Another possibility is to just not distinguish these mutually exclusive
options from regular options. They would all be lower case. The
standard Unix philosophy of "last option on the line overrides all
previous conflicting ones" would apply. If we chose this approach,
there are several sub-possibilities:
1) We choose option letters that don't conflict with any keyword
beginnings. The problem is that the obvious letters do.
2) Until 5.16 require that anyone using these options do so in the
(?:...) form, thus avoiding any ambiguities.
3) Implement them in such a way that until 5.16 any ambiguity is
resolved in favor of the interpretation that a keyword is meant; there
already is a deprecation message generated whenever such an
interpretation would happen. The implementation of this isn't difficult.
I think that's it. Here is your ballot (I briefly what I think are the
up/downsides. Feel free to add things.)
1) Do nothing. Don't implement this, leave the Unicode bugs there.
2) Use two-letter options for the mutually exclusive ones. Extensible,
visually distinguishable, but /abc/Clip may be hard to read.
3) Use single capital letters for these options; distinguishable, not
4) Use single letter lower case option letters, but choose non-mnemonic
ones to avoid ambiguities with existing keywords.

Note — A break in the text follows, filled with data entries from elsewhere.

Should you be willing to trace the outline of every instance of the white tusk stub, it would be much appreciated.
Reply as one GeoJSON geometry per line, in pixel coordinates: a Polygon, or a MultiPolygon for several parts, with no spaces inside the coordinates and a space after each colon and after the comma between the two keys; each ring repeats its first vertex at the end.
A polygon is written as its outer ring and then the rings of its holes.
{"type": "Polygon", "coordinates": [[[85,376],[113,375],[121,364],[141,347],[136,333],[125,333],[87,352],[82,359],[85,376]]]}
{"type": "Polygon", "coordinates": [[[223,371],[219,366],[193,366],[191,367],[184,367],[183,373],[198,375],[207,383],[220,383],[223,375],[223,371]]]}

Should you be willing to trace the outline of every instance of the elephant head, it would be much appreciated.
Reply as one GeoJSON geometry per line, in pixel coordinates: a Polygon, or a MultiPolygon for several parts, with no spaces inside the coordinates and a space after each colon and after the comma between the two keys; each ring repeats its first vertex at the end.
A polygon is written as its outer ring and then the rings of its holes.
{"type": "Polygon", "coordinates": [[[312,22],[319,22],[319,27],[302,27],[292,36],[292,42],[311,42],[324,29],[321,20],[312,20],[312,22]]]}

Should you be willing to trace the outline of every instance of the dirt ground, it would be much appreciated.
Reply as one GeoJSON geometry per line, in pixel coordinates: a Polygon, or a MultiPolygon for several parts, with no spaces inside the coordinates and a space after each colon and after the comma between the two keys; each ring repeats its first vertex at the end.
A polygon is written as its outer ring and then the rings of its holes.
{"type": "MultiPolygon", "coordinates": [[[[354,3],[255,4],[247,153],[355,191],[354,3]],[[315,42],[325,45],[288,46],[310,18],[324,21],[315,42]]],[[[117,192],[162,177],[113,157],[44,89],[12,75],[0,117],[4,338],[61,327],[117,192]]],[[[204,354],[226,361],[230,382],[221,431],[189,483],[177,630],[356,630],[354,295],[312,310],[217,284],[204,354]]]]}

They are not visibly
distinguished from options that aren't mutually exclusive.
5) Use single letter lower case option letters, but until 5.16 they are
only valid in the (?:) form. They are not visibly distinguished from
options that aren't mutually exclusive.
6) Use single letter lower case option letters implemented in such a way
that until 5.16 ambiguities are resolved to the existing
interpretations. The option letters are not visibly distinguished from
options that aren't mutually exclusive. After the deprecation cycle in
5.14, there won't be these ambiguities. My vote goes to this one.